Here is another lower bound for $|A+a_nA|$, which is close to $|A|^2$ if the gaps between elements of $A$ are bounded independent of $|A|$. (This is getting somewhat off topic, although it seems that $|A+AA|\geq |A+A|$ might be true by coincidence in cases where $1\not\in A$.)

Let $A=\{a_1,\ldots,a_n\}$ with $0<a_1<\cdots<a_n$, and let $\delta=\min_{i\not=j}|a_i-a_j|$; WLOG $\delta<1$. Then I

**Claim:** that
$$
|A+a_nA|\geq\frac{\delta}3 |A|^2.
$$

*Proof:*
Let $d=\lceil 1/\delta\rceil$ and let $g=a_n-a_1$.
Fix $\lambda$ in $A$ and let $S_{\lambda}$ denote the number of solutions to
$$
y_i=b-\lambda x_i
$$
with $(x_i,y_i)\in A\times A$, labelling the $x_i$'s so that $x_1<\cdots<x_{S_{\lambda}}$.

**Sub-claim:** $S_{\lambda}\leq d\lceil g/\lambda\rceil+1$.

*Proof:* Since the minimum gap between consecutive $x_i$'s is $\delta$, we have
$$
|x_{i+d}-x_i|\geq 1
$$
hence
$$
|y_{i+d}-y_i| = \lambda|x_{i+d}-x_i|\geq \lambda.
$$
If we let $k=d\lceil g/\lambda\rceil$, then
$$
|y_{k+1}-y_1|\geq \lambda\lceil g/\lambda\rceil\geq g.
$$
Since the maximum gap between any two elements of $A$ is $g$, it follows that $S_\lambda\leq k+1=d\lceil g/\lambda\rceil+1$.

*End proof of sub-claim*

Note that $S_{\lambda}$ is the number of ways to write $b=a+\lambda a'$ with $a,a'\in A$; this is typically denoted $r_{A+\lambda A}(b)$.

If we take $\lambda=a_n$, then we have $r_{A+\lambda A}(b)\leq d+1$. Since there are $|A|^2$ pairs $(a,a')$ and $|A+\lambda A|$ many targets $b$, we have
$$
|A+\lambda A|\geq\frac{|A|^2}{d+1}\geq\frac{\delta}{2\delta+1}|A|^2.
$$
QED

Note that if $\lambda<1$, it is better to reverse the roles of $x_i$ and $y_i$ in the sub-claim.

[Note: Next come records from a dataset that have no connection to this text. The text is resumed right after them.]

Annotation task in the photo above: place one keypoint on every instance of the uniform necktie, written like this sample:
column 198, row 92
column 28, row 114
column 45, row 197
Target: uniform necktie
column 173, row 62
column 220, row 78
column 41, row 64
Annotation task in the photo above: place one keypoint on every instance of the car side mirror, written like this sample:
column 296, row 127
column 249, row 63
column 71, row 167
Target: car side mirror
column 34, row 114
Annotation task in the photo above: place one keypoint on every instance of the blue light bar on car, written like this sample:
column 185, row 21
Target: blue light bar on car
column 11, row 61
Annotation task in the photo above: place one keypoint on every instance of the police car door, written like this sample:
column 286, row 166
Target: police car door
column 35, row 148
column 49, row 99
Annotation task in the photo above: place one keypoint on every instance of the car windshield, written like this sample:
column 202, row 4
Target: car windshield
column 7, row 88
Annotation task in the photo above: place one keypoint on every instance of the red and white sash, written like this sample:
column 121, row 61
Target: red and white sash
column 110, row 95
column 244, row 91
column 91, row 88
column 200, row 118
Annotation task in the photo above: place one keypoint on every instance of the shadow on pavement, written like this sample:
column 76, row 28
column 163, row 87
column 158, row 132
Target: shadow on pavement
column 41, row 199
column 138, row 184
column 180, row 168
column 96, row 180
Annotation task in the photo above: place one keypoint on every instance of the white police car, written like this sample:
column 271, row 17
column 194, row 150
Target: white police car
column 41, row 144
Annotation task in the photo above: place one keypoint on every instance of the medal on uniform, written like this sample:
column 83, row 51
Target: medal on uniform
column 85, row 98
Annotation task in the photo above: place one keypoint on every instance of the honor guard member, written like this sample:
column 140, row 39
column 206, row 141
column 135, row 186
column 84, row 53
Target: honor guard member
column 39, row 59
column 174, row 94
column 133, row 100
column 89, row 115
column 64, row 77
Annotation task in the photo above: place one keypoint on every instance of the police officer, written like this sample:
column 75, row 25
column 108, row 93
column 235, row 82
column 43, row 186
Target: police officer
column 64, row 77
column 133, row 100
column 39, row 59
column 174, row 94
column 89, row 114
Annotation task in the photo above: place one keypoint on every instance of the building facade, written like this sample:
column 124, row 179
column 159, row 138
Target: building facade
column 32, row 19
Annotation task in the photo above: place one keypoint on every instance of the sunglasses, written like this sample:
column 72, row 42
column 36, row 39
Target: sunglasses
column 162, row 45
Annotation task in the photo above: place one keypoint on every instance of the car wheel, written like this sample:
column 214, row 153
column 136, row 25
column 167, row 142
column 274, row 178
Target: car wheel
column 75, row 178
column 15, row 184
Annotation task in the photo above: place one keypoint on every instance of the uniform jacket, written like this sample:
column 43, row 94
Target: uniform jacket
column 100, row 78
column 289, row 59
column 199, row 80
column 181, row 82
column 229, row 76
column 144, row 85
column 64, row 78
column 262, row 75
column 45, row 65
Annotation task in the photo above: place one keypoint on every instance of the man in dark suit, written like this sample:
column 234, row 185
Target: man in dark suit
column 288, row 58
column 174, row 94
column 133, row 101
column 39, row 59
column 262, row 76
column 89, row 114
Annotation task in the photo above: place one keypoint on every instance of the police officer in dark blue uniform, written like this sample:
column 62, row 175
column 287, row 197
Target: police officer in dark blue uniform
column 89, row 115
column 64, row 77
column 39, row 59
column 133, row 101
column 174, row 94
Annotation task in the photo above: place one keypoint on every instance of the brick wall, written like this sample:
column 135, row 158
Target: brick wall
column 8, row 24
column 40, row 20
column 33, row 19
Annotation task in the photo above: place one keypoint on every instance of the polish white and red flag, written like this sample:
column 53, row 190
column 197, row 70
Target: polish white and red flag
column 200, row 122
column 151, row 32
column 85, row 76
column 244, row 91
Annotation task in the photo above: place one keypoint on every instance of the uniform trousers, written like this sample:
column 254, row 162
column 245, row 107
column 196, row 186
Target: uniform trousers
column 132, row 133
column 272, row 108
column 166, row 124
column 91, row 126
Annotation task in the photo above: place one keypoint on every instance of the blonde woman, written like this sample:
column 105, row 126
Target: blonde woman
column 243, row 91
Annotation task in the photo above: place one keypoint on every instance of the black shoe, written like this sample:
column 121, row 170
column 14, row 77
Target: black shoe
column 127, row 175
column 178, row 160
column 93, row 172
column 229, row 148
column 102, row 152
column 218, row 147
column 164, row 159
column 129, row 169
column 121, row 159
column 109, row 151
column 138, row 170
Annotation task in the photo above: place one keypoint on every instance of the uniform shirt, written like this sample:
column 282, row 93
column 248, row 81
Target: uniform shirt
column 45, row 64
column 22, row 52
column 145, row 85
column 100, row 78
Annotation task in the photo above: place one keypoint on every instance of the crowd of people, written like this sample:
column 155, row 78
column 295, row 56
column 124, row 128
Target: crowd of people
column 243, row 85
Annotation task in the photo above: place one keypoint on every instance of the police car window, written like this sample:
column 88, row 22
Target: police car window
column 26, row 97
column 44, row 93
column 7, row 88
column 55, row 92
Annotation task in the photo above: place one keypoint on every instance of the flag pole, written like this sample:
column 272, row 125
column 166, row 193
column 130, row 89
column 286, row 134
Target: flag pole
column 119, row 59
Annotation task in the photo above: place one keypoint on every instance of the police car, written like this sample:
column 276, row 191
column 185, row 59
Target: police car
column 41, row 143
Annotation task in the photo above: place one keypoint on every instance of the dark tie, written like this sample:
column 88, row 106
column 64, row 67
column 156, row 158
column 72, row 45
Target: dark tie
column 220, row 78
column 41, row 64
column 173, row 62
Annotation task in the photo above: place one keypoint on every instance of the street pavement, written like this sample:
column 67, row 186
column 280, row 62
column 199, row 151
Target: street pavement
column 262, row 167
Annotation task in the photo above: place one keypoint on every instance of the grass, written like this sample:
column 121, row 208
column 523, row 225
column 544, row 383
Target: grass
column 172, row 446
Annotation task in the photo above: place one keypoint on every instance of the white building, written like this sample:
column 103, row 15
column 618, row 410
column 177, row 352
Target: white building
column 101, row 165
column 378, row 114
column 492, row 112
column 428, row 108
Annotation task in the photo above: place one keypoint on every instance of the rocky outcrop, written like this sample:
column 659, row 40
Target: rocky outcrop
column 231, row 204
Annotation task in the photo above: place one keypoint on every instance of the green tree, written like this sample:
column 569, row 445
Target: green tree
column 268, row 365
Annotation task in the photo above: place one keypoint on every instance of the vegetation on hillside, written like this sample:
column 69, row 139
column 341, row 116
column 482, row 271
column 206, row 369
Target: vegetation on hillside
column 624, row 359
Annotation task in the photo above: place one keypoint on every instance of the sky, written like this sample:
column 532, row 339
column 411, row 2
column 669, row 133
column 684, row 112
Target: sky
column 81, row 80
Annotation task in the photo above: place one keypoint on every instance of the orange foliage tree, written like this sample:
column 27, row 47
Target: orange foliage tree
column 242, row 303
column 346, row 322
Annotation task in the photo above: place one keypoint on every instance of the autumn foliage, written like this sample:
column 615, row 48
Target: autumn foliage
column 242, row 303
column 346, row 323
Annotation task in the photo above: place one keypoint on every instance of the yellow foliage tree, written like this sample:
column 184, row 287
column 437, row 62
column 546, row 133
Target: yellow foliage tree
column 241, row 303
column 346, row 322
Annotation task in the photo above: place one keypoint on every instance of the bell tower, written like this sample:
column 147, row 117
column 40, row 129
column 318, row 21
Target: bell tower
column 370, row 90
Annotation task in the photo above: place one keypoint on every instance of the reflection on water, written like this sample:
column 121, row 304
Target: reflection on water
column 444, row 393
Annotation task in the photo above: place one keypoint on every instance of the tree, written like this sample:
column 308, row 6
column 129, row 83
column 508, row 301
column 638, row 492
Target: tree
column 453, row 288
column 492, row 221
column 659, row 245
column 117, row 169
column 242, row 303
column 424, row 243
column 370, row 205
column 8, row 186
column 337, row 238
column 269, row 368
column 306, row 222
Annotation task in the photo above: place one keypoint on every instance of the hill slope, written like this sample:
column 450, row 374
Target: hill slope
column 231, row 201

Assuming that $a_1>1$ for simplicity, we can prove a lower bound for $|A+AA|$, which could potentially be better than the lower bound for $|A+a_nA|$.

First, note that
$$
|A|^3\leq |A+AA|\sup_{b\in A+AA}|\{(a,a',a'')\in A^3\colon a+a'a''=b\}|.
$$
Now
$$
|\{(a,a',a'')\in A^3\colon a+a'a''=b\}|=\sum_{i=1}^n r_{A+a_iA}(b).
$$
Since $r_{A+a_iA}(b)\leq d\lceil g/a_i\rceil+1$ independent of $b$, it follows that
$$
|A|^3\leq |A+AA|\sum_{i=1}^n \left(d\lceil g/a_i\rceil+1\right).
$$

It might be possible to improve the bound by looking for large subsets of $A$ where $g$ is smaller or $\delta$ is larger; if $a_n$ is an outlier and you can make $g$ smaller, then the first first bound is improved. Unfortunately, if $A$ is *too uniform*, these bounds are useless. For example, a set of $n$ points in $(1,2)$ that are "generic" but roughly equally spaced (so $\delta\approx 1/n$) shows that these bounds can't prove $|A+AA|\geq |A+A|$ in general.